The final Report of the Financial Stability Board’s Task Force on Climate-related Financial Disclosures has been published in June 2017. Our regular columnist Robert Bruce reports on its recommendations and how it is likely to move this issue into the mainstream.

The focus on climate-related concerns has changed. It has moved away from simple worries about global resources to a much more tangible concern about risks and opportunities. The final report from the Financial Stability Board’s Task Force on Climate-related Financial Disclosure is expected to change attitudes to the quality of and responsibility for climate-related corporate reporting fundamentally. The old idea that such issues can be downplayed as simply high-minded concerns rather than being seen as the arena for serious risk assessment and resulting action will then, in turn, change. The report focuses on the information that investors need.

It starts from the position that climate-change risks are one of ‘the most significant, and perhaps most misunderstood, risks that organisations face today’. Its recommendations and disclosures aim to ensure that investors, lenders and insurance underwriters are provided with a full understanding of those risks. And while the disclosure recommendations may be voluntary the clear expectation is that momentum and the market will demand their implementation.
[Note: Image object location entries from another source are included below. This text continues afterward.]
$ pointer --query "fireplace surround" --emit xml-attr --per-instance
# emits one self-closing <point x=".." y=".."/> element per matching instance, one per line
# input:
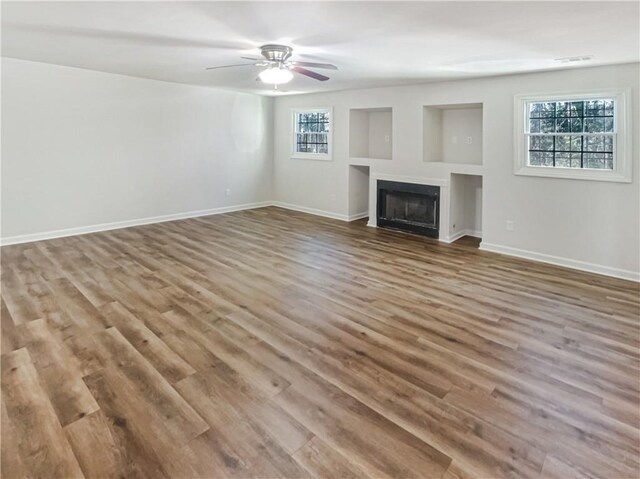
<point x="409" y="207"/>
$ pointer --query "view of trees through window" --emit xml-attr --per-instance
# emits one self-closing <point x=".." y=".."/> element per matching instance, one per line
<point x="312" y="132"/>
<point x="572" y="134"/>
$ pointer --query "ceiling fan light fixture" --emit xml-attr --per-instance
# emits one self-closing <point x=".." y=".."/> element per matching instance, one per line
<point x="275" y="76"/>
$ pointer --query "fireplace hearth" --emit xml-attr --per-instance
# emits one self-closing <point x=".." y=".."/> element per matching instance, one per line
<point x="410" y="207"/>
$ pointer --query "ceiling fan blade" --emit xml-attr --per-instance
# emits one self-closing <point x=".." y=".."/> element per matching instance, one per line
<point x="328" y="66"/>
<point x="309" y="73"/>
<point x="234" y="65"/>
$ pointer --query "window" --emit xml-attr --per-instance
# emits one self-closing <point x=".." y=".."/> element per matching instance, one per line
<point x="572" y="136"/>
<point x="312" y="134"/>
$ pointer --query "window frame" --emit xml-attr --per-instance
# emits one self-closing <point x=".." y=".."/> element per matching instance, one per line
<point x="622" y="137"/>
<point x="296" y="155"/>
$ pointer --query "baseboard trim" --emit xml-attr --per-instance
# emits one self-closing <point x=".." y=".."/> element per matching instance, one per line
<point x="358" y="216"/>
<point x="558" y="261"/>
<point x="312" y="211"/>
<point x="460" y="234"/>
<point x="127" y="224"/>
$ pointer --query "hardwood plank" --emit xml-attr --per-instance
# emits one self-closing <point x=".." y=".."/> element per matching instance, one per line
<point x="275" y="343"/>
<point x="59" y="371"/>
<point x="37" y="434"/>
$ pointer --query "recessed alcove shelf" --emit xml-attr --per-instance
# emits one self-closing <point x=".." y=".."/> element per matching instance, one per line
<point x="453" y="133"/>
<point x="371" y="133"/>
<point x="465" y="203"/>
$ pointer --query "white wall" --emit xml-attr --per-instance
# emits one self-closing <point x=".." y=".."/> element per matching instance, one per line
<point x="380" y="135"/>
<point x="588" y="224"/>
<point x="83" y="148"/>
<point x="457" y="126"/>
<point x="358" y="191"/>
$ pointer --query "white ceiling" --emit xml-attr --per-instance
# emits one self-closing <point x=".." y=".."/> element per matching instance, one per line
<point x="372" y="43"/>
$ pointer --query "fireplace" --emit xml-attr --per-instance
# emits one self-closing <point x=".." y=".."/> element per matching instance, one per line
<point x="409" y="207"/>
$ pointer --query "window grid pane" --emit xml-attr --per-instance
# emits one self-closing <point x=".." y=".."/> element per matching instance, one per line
<point x="312" y="132"/>
<point x="556" y="140"/>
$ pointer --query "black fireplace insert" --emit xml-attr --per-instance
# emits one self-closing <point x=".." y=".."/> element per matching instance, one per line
<point x="409" y="207"/>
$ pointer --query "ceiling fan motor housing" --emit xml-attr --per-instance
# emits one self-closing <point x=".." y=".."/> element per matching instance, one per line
<point x="276" y="53"/>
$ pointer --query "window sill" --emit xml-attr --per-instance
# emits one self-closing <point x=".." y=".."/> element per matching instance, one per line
<point x="573" y="174"/>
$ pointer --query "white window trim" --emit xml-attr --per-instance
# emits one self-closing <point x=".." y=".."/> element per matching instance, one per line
<point x="312" y="156"/>
<point x="622" y="158"/>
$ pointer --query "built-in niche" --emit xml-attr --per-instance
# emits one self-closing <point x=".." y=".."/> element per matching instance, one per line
<point x="371" y="133"/>
<point x="465" y="206"/>
<point x="453" y="133"/>
<point x="358" y="192"/>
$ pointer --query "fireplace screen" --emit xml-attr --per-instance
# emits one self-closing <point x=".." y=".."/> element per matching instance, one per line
<point x="409" y="206"/>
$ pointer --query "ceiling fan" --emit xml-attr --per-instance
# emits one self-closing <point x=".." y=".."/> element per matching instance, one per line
<point x="279" y="68"/>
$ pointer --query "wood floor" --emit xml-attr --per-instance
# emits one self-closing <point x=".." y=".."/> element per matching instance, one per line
<point x="269" y="343"/>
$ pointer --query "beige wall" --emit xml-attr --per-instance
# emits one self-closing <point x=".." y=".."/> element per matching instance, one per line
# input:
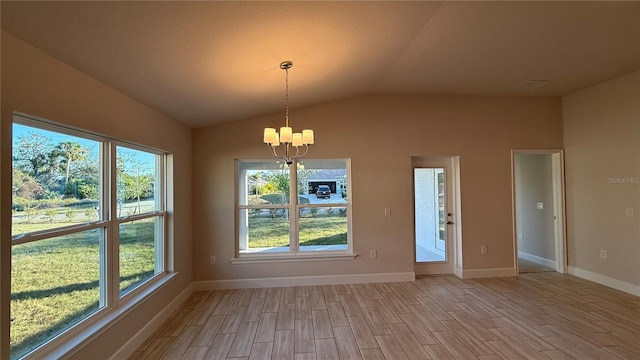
<point x="39" y="85"/>
<point x="602" y="144"/>
<point x="380" y="134"/>
<point x="534" y="183"/>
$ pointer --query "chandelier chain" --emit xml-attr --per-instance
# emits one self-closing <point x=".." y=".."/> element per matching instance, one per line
<point x="286" y="96"/>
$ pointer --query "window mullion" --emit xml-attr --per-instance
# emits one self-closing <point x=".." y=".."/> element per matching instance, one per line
<point x="112" y="247"/>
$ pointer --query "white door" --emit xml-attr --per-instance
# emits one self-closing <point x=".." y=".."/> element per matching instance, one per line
<point x="433" y="215"/>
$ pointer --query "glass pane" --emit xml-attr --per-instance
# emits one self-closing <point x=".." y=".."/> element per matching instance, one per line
<point x="323" y="229"/>
<point x="263" y="230"/>
<point x="55" y="283"/>
<point x="266" y="182"/>
<point x="430" y="217"/>
<point x="56" y="179"/>
<point x="137" y="179"/>
<point x="322" y="181"/>
<point x="140" y="252"/>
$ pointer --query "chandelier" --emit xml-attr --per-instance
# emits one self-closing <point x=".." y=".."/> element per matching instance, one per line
<point x="286" y="137"/>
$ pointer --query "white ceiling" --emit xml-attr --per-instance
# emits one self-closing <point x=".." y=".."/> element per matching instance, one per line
<point x="207" y="62"/>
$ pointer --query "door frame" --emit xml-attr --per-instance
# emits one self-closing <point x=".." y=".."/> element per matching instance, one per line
<point x="559" y="210"/>
<point x="454" y="231"/>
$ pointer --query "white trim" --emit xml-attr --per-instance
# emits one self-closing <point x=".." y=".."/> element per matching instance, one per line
<point x="480" y="273"/>
<point x="559" y="205"/>
<point x="537" y="259"/>
<point x="125" y="351"/>
<point x="287" y="257"/>
<point x="605" y="280"/>
<point x="302" y="281"/>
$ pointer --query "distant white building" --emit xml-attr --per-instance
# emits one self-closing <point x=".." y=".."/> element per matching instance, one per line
<point x="336" y="179"/>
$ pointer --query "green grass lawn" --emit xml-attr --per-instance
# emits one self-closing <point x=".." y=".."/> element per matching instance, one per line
<point x="264" y="231"/>
<point x="55" y="282"/>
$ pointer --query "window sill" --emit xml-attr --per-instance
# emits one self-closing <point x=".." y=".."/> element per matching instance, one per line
<point x="257" y="259"/>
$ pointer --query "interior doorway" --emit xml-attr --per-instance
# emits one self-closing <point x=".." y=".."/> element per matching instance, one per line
<point x="435" y="189"/>
<point x="538" y="206"/>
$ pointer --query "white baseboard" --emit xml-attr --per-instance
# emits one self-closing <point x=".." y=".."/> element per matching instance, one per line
<point x="605" y="280"/>
<point x="152" y="326"/>
<point x="478" y="273"/>
<point x="302" y="281"/>
<point x="537" y="259"/>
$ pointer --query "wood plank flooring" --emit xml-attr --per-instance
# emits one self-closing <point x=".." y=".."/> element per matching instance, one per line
<point x="534" y="316"/>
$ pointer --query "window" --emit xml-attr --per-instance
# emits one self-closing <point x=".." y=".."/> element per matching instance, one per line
<point x="71" y="230"/>
<point x="302" y="209"/>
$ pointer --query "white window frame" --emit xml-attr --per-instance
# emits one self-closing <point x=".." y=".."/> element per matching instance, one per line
<point x="294" y="253"/>
<point x="112" y="304"/>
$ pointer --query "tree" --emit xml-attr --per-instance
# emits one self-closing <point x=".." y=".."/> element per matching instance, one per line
<point x="135" y="182"/>
<point x="71" y="151"/>
<point x="31" y="153"/>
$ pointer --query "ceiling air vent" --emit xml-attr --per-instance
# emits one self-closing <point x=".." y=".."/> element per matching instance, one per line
<point x="530" y="85"/>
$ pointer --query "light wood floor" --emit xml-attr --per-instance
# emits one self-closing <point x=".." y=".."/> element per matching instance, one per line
<point x="535" y="316"/>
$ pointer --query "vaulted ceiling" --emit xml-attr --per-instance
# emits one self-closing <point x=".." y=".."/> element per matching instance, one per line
<point x="207" y="62"/>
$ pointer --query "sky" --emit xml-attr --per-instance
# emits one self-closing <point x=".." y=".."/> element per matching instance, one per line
<point x="20" y="130"/>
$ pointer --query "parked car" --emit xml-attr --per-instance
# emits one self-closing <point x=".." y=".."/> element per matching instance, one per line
<point x="323" y="192"/>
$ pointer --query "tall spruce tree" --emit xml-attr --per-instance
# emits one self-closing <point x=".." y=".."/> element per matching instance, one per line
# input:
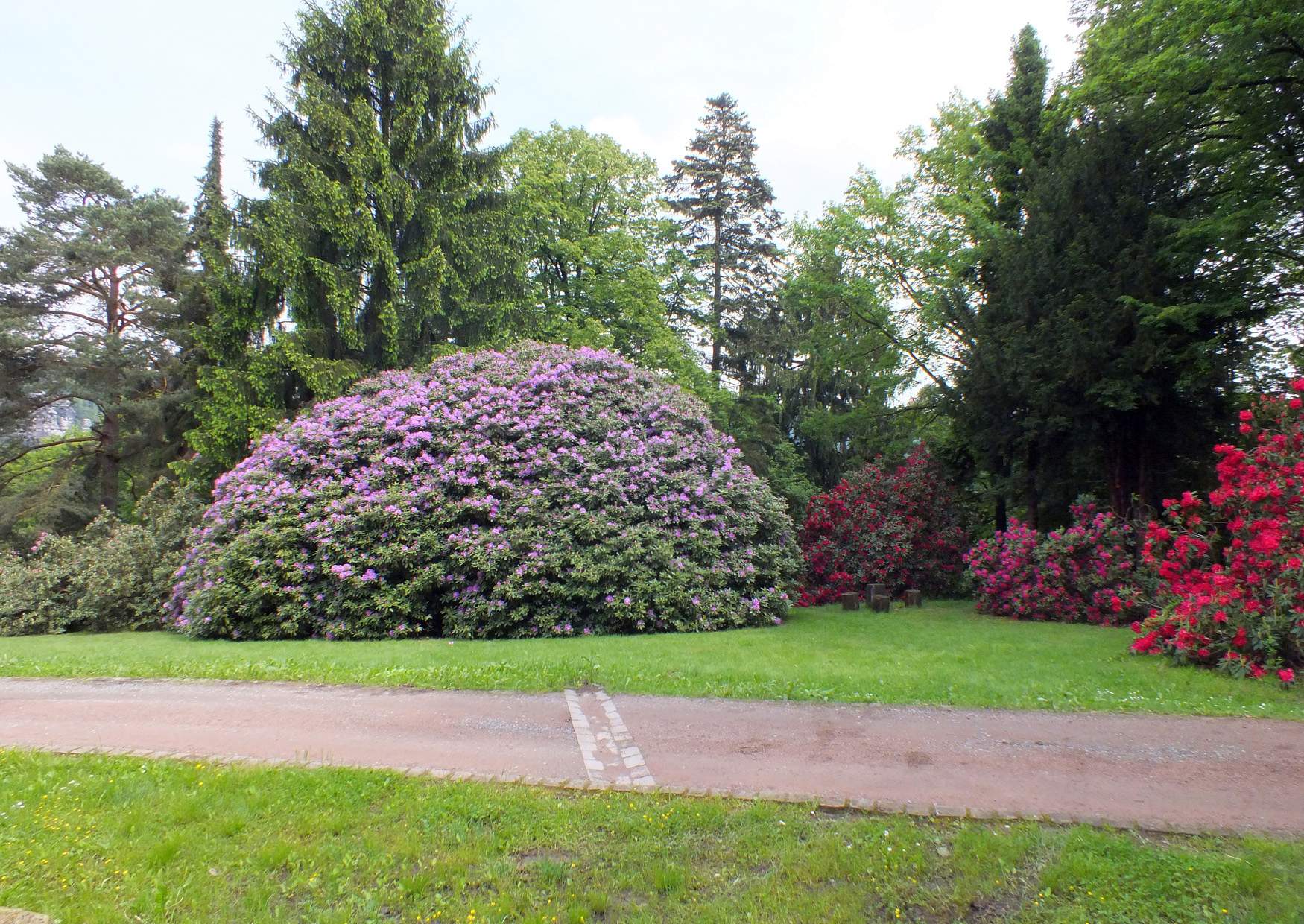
<point x="239" y="387"/>
<point x="729" y="218"/>
<point x="994" y="414"/>
<point x="375" y="223"/>
<point x="89" y="314"/>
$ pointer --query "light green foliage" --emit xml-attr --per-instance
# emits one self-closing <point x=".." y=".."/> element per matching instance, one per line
<point x="118" y="838"/>
<point x="584" y="214"/>
<point x="113" y="575"/>
<point x="818" y="654"/>
<point x="845" y="398"/>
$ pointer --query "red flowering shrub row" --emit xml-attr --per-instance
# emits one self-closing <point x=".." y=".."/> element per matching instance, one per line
<point x="1231" y="567"/>
<point x="897" y="527"/>
<point x="1084" y="572"/>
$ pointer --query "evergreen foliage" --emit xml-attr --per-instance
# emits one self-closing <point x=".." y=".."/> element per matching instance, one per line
<point x="729" y="217"/>
<point x="89" y="313"/>
<point x="380" y="223"/>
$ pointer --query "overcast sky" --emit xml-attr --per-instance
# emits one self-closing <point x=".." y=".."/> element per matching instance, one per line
<point x="829" y="83"/>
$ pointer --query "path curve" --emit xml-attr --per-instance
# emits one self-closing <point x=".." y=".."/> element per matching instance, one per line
<point x="1157" y="772"/>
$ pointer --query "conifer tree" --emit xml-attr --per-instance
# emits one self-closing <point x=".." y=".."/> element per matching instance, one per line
<point x="239" y="393"/>
<point x="375" y="223"/>
<point x="89" y="314"/>
<point x="730" y="221"/>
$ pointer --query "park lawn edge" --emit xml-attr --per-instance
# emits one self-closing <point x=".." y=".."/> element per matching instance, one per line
<point x="940" y="656"/>
<point x="95" y="838"/>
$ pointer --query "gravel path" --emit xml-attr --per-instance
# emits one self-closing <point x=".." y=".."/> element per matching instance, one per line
<point x="1156" y="772"/>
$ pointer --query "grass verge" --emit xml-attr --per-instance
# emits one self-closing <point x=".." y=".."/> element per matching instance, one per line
<point x="944" y="654"/>
<point x="114" y="838"/>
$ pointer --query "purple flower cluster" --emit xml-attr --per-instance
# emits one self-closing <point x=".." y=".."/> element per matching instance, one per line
<point x="535" y="492"/>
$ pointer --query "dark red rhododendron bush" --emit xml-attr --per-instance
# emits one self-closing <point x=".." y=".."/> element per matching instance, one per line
<point x="895" y="525"/>
<point x="1232" y="566"/>
<point x="535" y="492"/>
<point x="1085" y="572"/>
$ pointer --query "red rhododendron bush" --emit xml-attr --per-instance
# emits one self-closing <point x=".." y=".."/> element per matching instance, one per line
<point x="897" y="527"/>
<point x="1232" y="566"/>
<point x="1085" y="572"/>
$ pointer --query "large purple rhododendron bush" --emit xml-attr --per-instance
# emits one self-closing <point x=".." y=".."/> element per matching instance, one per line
<point x="537" y="492"/>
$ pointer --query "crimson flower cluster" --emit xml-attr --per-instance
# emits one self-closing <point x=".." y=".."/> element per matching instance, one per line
<point x="897" y="527"/>
<point x="537" y="492"/>
<point x="1231" y="569"/>
<point x="1085" y="572"/>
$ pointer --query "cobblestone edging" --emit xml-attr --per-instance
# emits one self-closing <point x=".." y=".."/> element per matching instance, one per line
<point x="826" y="802"/>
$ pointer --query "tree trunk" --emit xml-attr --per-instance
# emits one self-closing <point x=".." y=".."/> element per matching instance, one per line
<point x="716" y="311"/>
<point x="110" y="426"/>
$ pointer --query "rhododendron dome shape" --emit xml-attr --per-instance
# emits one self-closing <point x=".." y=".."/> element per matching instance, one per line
<point x="1085" y="572"/>
<point x="535" y="492"/>
<point x="1232" y="566"/>
<point x="895" y="525"/>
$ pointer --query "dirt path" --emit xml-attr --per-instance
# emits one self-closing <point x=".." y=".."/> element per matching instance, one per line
<point x="1162" y="773"/>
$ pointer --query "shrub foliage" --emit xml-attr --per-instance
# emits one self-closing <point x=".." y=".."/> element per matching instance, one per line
<point x="113" y="575"/>
<point x="535" y="492"/>
<point x="897" y="527"/>
<point x="1085" y="572"/>
<point x="1231" y="567"/>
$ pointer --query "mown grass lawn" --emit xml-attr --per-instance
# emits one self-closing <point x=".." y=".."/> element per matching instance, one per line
<point x="944" y="654"/>
<point x="116" y="838"/>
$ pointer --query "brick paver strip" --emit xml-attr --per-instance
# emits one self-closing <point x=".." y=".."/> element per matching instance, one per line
<point x="605" y="744"/>
<point x="1159" y="772"/>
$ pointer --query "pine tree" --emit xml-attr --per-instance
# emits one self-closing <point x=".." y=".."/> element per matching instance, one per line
<point x="377" y="224"/>
<point x="89" y="314"/>
<point x="729" y="217"/>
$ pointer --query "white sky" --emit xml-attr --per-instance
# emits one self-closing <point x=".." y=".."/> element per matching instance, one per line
<point x="829" y="83"/>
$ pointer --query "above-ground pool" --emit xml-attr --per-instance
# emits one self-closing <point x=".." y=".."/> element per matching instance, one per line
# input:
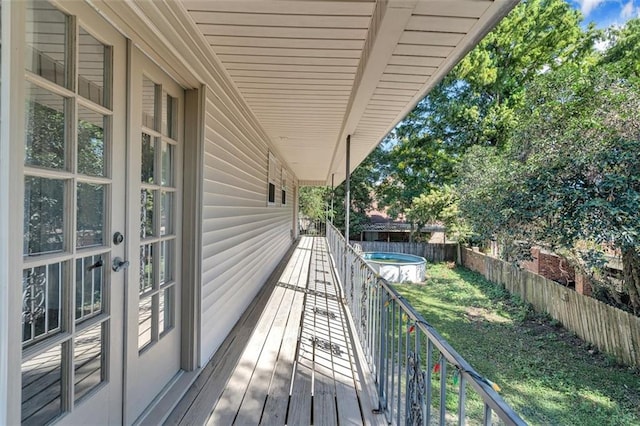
<point x="397" y="267"/>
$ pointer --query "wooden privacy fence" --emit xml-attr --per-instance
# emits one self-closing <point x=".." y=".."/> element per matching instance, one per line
<point x="431" y="252"/>
<point x="610" y="329"/>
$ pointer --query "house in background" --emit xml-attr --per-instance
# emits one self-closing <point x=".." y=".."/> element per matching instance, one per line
<point x="150" y="160"/>
<point x="382" y="227"/>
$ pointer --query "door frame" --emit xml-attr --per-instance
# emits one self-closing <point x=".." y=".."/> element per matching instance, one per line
<point x="190" y="241"/>
<point x="12" y="210"/>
The task force makes it clear that its recommendations ’aim to be ambitious, but also practical for near-term adoption’. The report says that organisations already reporting climate-related information should be able to implement the recommendations ‘immediately’ and are ‘strongly encouraged to do so’. Others can begin ‘by disclosing climate-related issues as they relate to governance, strategy, and risk management practices’. The report says the task force ‘recognises that this may be challenging but believes that by moving climate-related issues into mainstream annual financial filings, practices and techniques will evolve more rapidly’.

There are four fundamental areas of disclosure. First an organisation’s governance around climate-related risks and opportunities, then the actual and potential impacts of climate-related risks and opportunities on the organisation’s businesses, strategy and financial planning. Thirdly the processes used by the organisation to identify, assess, and manage climate-related risks; and finally the metrics and targets used to assess and manage relevant climate-related risks and opportunities.

The report highlights that the task force ‘expects the governance processes for these disclosures would be similar to those used for existing public financial disclosures and would likely involve review by the chief financial officer and audit committee, as appropriate’. In other words the disclosures are clearly tied to the more general responsibility to present a clear, balanced and understandable discussion by publicly-listed organisations. The disclosure of climate-related risks and opportunities is firmly placed in mainstream financial reporting.

Support has been swift from the asset owners and asset managers’ community. And it is clear they intend driving a swift and widespread adoption of the framework. For example, Stuart Gulliver, CEO at HSBC, said that: ‘These recommendations are very welcome. The impact of climate change and the transition to a lower-carbon economy deserve board-level scrutiny and governance. Independent research commissioned by HSBC shows that less than a quarter of companies currently disclose their environmental impact. This makes it very difficult for analysts and investors to assess and compare how sustainable these companies are. These recommendations are a practical and pragmatic response to the need for consistent and comparable climate-related financial disclosure’.

More than a hundred firms around the world with a total market cap of some $3.3 trillion have agreed to actively support implementation and encourage others to do so. The task force will remain in place until at least September 2018 to promote and monitor adoption and to evaluate ‘the extent to which the recommended disclosures are meeting the interests of users’. With the backing it has, the move mainstream of climate-related financial disclosure is well under way.